Kepada Taliban, Otunbayeva mengatakan bahwa pembatasan yang mereka berlakukan terhadap perempuan dan anak perempuan telah menghambat pengakuan internasional atas peran mereka di Afghanistan.
"Kami telah menyampaikan kepada mereka bahwa selama keputusan ini ada, hampir tidak mungkin pemerintah mereka akan diakui oleh anggota komunitas internasional," tutur Otunbayeva di hadapan Dewan Keamanan PBB, Rabu (21/6).
Taliban melarang perempuan Afghanistan untuk bekerja dengan organisasi internasional, termasuk PBB, sejak April lalu.
"Kami tidak diberi penjelasan oleh otoritas de facto terkait larangan ini dan tidak ada jaminan bahwa itu akan dicabut," kata Otunbayeva.
Dia menegaskan bahwa staf perempuan Afghanistan tidak akan digantikan oleh laki-laki, serta menuntut Taliban agar mencabut larangan tersebut agar PBB bisa melanjutkan pekerjaannya untuk mendukung rakyat Afghanistan.
''Rezim Taliban tetap picik dan otokratis.
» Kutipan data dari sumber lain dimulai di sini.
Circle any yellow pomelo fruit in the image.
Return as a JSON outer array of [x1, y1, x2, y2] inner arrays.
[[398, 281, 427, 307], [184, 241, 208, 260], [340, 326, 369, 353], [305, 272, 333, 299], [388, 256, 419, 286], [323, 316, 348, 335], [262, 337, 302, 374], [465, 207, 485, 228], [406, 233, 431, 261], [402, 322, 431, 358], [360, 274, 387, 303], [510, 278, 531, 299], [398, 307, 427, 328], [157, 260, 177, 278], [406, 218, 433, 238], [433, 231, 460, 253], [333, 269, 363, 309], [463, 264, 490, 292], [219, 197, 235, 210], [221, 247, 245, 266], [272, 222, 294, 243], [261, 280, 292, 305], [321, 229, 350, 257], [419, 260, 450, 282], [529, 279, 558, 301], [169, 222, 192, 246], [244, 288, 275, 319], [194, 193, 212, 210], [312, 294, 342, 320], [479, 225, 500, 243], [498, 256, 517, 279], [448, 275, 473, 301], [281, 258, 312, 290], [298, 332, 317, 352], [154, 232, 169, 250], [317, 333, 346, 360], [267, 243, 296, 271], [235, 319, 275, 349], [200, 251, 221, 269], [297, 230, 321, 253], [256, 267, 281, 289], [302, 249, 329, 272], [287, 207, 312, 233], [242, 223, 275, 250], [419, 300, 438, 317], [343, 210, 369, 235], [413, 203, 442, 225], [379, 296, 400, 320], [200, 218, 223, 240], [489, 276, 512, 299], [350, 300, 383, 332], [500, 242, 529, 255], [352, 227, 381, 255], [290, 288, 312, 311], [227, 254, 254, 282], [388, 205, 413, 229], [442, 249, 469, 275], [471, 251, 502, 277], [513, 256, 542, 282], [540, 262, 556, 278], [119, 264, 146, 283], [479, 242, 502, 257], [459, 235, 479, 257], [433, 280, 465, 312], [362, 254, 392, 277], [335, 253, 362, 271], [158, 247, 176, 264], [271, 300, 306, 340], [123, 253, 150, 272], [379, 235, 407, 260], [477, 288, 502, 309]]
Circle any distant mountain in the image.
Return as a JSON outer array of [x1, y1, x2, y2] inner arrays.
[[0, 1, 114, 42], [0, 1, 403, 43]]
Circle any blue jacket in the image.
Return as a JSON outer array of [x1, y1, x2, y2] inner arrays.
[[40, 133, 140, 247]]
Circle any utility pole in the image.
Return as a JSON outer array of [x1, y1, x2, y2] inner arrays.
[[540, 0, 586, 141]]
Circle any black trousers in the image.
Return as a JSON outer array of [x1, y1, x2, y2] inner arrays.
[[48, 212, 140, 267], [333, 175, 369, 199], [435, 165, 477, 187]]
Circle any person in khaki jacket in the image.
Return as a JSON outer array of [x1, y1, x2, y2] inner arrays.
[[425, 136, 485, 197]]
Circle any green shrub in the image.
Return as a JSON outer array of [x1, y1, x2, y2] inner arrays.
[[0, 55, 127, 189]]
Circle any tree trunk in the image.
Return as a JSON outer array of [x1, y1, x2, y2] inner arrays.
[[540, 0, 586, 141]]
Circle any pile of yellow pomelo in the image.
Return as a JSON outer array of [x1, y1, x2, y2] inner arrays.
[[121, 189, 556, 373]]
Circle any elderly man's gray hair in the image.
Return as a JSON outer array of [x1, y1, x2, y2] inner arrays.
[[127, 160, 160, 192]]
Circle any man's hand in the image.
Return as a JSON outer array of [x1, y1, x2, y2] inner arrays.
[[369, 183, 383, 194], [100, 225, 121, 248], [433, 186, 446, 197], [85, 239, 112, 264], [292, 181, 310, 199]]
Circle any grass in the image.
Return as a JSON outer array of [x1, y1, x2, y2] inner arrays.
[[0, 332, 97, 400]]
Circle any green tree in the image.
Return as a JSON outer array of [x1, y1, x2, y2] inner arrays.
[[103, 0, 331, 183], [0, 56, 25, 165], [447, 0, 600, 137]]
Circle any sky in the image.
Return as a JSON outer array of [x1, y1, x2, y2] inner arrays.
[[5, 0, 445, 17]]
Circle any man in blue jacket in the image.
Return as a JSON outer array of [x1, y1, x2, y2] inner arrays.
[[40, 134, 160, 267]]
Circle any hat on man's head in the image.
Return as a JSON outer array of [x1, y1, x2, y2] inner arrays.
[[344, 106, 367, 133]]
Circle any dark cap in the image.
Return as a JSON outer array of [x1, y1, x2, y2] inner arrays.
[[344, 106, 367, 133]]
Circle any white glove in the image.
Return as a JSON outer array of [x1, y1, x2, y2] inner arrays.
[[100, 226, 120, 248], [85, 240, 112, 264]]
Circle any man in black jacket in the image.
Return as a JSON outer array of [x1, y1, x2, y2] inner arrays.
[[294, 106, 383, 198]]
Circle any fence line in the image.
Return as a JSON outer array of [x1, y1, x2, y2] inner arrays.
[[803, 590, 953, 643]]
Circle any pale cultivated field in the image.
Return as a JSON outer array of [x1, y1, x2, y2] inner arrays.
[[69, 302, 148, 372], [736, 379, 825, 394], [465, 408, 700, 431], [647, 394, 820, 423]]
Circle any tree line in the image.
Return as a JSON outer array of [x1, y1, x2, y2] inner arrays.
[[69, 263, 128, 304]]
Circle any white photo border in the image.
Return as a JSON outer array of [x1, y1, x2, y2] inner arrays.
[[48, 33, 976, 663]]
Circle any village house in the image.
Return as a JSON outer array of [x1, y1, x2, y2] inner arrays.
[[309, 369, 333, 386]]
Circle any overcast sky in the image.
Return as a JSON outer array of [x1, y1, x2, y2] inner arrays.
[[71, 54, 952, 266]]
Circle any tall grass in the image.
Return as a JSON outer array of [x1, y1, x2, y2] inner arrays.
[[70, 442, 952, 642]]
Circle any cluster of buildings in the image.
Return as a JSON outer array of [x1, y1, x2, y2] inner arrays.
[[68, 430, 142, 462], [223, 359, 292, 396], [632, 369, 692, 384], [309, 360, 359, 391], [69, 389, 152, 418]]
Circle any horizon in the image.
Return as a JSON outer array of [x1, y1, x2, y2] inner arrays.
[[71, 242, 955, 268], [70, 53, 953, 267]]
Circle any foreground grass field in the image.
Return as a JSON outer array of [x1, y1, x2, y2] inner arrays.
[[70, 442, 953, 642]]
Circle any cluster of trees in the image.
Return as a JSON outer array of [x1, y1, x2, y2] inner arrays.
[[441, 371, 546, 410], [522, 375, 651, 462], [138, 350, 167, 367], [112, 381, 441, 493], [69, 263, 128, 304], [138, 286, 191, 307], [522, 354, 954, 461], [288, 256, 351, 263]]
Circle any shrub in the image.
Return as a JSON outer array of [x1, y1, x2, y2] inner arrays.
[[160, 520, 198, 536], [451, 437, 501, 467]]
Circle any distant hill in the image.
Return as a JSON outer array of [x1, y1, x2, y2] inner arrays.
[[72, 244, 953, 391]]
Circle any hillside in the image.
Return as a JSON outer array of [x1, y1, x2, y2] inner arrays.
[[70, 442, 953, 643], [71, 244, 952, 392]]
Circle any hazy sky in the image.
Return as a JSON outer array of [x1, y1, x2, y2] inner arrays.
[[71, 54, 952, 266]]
Komposisi pemerintahan de facto seluruhnya laki-laki, dan hampir seluruhnya berasal dari Pashtun Taliban dan basis politik pedesaan,'' ujar dia.
Sejak Taliban kembali berkuasa di Afghanistan pada 15 Agustus 2021, negara itu menghadapi gangguan dalam penyaluran bantuan keuangan internasional serta menyebabkan krisis ekonomi, kemanusiaan, dan HAM.
Penguasa Taliban telah melancarkan serangan berkelanjutan terhadap HAM, meskipun mereka mengklaim berkomitmen untuk melindungi HAM dan perempuan.
Perempuan dan anak perempuan telah dirampas haknya, termasuk hak atas pendidikan, dan dihilangkan dari kehidupan publik di bawah pemerintahan Taliban.
Ribuan perempuan sejak itu kehilangan pekerjaan atau dipaksa mengundurkan diri dari lembaga pemerintah dan sektor swasta.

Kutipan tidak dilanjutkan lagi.